Former Justice Beverly Browne Passes Away
Former Chief Justice Beverly Browne. Photo Ualberta.ca
On March 26, former Justice Beverly Browne passed away in Edmonton at the age of 68. Justice Browne was the first Chief Justice of Nunavut territory when it was created in 1999. After articling in Yellowknife in the ‘70s, she was admitted to the Alberta bar in 1977. During the mid-’80s she established what is now known as Wheat Kenyon LLP here in Vermilion.
Browne was known for her capabilities to relate to the offenders she worked with and listen to their side of the situation.
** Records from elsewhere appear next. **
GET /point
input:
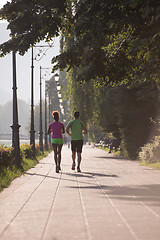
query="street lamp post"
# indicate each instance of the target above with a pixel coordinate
(40, 122)
(40, 117)
(38, 57)
(46, 138)
(15, 127)
(32, 131)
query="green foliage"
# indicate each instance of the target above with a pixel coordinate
(150, 152)
(9, 173)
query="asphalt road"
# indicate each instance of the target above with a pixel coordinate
(111, 199)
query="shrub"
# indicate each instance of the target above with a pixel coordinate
(151, 151)
(6, 156)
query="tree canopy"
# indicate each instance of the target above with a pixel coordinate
(113, 40)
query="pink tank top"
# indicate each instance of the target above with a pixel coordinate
(56, 128)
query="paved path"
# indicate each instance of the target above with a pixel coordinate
(112, 199)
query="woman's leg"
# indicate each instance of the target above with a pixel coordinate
(59, 149)
(55, 152)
She has been noted in several articles for her community-mindedness, and her appropriate mannerisms. Her former law partner Peggy Wheat stated that Beverly didn’t “shy away from the authority of being a judge, but didn’t lord over people either.” She had compassion and integrity and used those characteristics appropriately when in court and on the bench.
While working with her in Vermilion, former Justice Ron Tibbitt saw the potential in Browne to be a fair and adept judge. Beverly’s temperament and empathy for her clients showed Tibbit she had the qualifications to take the bench. He encouraged her to achieve that goal, which she successfully did after she left Vermilion. While in the area, Browne, an accomplished defence counsel in her own right, also did a fair amount of legal aid work in Northeast Alberta, helping people in Elk Point, Bonnyville, and Cold Lake. In the ’80s, there were not as many lawyers in the area, and she helped fill a gap in representing Indigenous people.
After leaving Vermilion, Browne became a judge in the Northwest Territories, and from there, moved to Nunavut to serve as their Chief Justice. She incorporated her respect and knowledge of Indigenous philosophies to establish a program that included elders in the court system in Nunavut. She was also a founding member of Akitsiraq Law School in Nunavut, which allows students to obtain their law degrees without leaving their home community.
While her legal accomplishments are monumental, everyone I contacted spoke to Beverly’s love of music, and her pride in her sister Maureen’s achievements in the Canadian Opera world. Beverly participated in the local music scene while in Vermilion and established a music society in Nunavut while there.